There is also NO laws against private individuals killing any home produced animals for their meat or skin. If there was it would cause all sorts of problems for people that breed and kill their own poultry and rabbits. This applies to all domestic animals, for example, despite all sorts of claims by groups like the RSPCA, if a greyhound keeper chooses to shoot an unwanted animal he hasn't broken any law.

On a similar note, while you need a gun licence to go shooting and permission from the land owner to hunt on his/her property, you are free to shoot any non protected wild life. Farmers are also free to shoot any live stock that require culling.

It's a basic freedom for anyone to be able to hunt and farm his/her own food. And long may it continue.

Natrix

I should also add that while it doesn't happen in the reptile hobby, a lot of other hobbies regularly cull unwanted, substandard animals.
A great many racing pigeons end up in the pot and goldfish breeders dispose of thousands of young fry to end up with the one perfect fish of show standard.


----------



## Fangio (Jun 2, 2007)

Natrix said:


> You are proffesionaly killing wild/free living creatures and are using traps/poisons in locations that could cause injury/death to other wild life, hence you need a licence.
> 
> There are NO regulations stopping non proffesionals from using traps and poisons on their own property to deal with pests and both traps and poisons are available for purchase by such individuals without any need for a licence.
> 
> ...


There ARE laws on ways of using said devices for killing i.e regulations for times for checking traps and especially the use of glue pads for everyone but that isn't the issue here [/off topic].

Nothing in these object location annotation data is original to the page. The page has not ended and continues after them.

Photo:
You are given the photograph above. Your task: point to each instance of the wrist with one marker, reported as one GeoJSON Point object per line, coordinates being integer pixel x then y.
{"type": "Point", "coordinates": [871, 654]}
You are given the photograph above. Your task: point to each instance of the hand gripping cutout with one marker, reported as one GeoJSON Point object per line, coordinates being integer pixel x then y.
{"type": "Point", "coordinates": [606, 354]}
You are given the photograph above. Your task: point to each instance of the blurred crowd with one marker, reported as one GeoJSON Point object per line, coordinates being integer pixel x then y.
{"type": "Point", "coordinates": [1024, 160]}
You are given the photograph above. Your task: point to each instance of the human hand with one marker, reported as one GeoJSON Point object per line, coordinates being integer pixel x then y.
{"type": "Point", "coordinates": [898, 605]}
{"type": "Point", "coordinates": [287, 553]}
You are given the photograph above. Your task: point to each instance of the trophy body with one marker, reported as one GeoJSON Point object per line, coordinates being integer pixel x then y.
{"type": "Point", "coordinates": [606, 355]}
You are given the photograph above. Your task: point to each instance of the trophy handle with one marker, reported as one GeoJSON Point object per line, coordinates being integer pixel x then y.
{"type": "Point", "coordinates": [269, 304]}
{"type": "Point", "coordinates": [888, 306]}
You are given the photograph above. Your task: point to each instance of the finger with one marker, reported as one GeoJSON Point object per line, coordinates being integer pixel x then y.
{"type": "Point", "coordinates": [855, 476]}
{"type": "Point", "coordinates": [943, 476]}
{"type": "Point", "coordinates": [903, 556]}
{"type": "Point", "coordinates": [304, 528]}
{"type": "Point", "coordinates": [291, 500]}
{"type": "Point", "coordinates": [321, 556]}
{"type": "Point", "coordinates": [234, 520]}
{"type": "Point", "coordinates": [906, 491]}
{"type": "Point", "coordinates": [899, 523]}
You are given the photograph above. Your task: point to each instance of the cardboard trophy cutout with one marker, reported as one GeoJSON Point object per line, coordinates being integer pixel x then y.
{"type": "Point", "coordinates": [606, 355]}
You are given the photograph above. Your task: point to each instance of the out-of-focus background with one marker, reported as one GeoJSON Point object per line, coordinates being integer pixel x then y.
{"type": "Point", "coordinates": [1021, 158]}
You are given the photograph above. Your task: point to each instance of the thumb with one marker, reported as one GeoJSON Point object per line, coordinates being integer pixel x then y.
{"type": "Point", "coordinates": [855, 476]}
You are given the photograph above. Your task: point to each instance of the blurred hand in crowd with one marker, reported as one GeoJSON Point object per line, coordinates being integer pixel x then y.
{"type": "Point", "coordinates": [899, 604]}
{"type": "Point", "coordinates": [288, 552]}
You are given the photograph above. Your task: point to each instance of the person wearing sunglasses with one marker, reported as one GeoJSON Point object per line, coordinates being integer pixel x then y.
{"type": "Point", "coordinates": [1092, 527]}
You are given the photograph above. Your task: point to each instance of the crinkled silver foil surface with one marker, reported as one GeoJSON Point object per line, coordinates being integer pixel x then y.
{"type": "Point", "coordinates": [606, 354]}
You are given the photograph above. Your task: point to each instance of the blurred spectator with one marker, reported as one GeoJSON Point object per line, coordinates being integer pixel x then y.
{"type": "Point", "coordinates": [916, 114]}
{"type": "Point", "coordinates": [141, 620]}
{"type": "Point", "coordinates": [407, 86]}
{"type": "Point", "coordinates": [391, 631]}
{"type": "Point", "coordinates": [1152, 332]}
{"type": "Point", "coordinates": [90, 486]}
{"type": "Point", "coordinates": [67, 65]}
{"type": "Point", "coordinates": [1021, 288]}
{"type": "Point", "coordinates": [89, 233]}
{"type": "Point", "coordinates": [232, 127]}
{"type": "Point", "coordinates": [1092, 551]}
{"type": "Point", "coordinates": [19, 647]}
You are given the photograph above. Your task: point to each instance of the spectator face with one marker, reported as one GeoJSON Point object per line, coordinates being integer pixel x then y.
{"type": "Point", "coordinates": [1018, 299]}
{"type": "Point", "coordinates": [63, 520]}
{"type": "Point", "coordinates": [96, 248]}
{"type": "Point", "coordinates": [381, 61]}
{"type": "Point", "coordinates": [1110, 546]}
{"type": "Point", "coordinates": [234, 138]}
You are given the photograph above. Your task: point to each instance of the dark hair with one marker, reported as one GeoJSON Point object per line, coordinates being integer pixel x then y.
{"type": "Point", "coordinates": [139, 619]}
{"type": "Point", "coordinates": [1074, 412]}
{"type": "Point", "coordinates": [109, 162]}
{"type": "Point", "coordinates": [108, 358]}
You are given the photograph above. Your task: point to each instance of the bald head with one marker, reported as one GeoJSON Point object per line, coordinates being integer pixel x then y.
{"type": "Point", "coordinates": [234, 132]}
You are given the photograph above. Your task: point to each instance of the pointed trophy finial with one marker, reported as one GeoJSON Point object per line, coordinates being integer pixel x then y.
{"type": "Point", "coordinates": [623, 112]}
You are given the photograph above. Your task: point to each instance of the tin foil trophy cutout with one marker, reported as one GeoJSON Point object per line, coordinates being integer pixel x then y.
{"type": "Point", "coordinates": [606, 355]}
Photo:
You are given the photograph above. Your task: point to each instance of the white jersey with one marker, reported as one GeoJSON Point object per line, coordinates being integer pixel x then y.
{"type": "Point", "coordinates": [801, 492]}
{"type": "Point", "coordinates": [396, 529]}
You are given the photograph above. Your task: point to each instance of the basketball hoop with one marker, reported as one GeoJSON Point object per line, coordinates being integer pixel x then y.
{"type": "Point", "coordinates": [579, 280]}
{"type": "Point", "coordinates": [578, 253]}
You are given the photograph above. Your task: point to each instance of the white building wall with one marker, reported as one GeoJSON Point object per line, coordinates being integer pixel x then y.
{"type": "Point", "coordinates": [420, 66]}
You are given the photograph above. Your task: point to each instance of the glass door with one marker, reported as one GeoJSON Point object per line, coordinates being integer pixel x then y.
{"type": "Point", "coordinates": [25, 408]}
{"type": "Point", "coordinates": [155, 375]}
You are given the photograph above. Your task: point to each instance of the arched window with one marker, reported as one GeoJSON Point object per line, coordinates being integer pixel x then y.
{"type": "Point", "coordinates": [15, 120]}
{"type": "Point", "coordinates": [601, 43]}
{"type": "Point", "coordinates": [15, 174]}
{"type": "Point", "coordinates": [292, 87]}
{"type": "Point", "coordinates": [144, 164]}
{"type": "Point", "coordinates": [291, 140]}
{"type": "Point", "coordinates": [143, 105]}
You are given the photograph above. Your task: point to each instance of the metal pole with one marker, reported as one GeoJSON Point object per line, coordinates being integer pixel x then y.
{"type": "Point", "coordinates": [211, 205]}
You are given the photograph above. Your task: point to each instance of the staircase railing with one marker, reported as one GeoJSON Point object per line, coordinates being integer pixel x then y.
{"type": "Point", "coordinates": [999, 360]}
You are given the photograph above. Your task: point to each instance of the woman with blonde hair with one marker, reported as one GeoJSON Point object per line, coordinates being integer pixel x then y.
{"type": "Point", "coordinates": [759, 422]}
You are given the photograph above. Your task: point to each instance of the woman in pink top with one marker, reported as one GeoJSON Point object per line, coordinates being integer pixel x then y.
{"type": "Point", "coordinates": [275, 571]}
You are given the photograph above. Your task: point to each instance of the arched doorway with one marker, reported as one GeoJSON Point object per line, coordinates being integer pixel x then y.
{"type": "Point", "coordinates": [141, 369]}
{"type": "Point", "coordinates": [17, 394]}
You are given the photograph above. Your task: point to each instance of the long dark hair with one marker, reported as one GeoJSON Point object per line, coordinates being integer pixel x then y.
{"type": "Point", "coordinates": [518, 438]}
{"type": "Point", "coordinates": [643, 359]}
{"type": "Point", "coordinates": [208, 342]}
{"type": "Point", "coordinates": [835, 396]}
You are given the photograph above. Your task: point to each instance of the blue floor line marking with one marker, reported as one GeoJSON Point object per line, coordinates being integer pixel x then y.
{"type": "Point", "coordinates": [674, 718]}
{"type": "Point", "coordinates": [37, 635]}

There ARE ways which is illegal to kill animals i.e drowning/crushing/burning/impaling




The only things you need to be mindful of is the animal hasn't suffered when it was alive and that it was humanely dispatched by a method not deemed illegal.

Once animals are on your property they are deemed as "livestock" and then yes, you can do what you want with them, provided no suffering is caused.


----------



## yellow_python (May 14, 2007)

you need to be licenced to do it commercially but not if your a private hobbiest


----------



## PendleHog (Dec 21, 2005)

Typical RSPCA, spout off some ill-informed rubbish designed solely to frighten people into doing what they want!


----------



## Tops (Apr 26, 2007)

Natrix said:


> I should also add that while *it doesn't happen in the reptile hobby*, a lot of other hobbies regularly cull unwanted, substandard animals.
> A great many racing pigeons end up in the pot and goldfish breeders dispose of thousands of young fry to end up with the one perfect fish of show standard.


wanna bet?  Maybe not so much with hobbyists but wouldnt guarantee it with serious breeders.
Everyone wants to be 'first' with those expensive designer morphs..


----------



## hermanlover (Jul 8, 2007)

Tops said:


> wanna bet?  Maybe not so much with hobbyists but wouldnt guarantee it with serious breeders.
> Everyone wants to be 'first' with those expensive designer morphs..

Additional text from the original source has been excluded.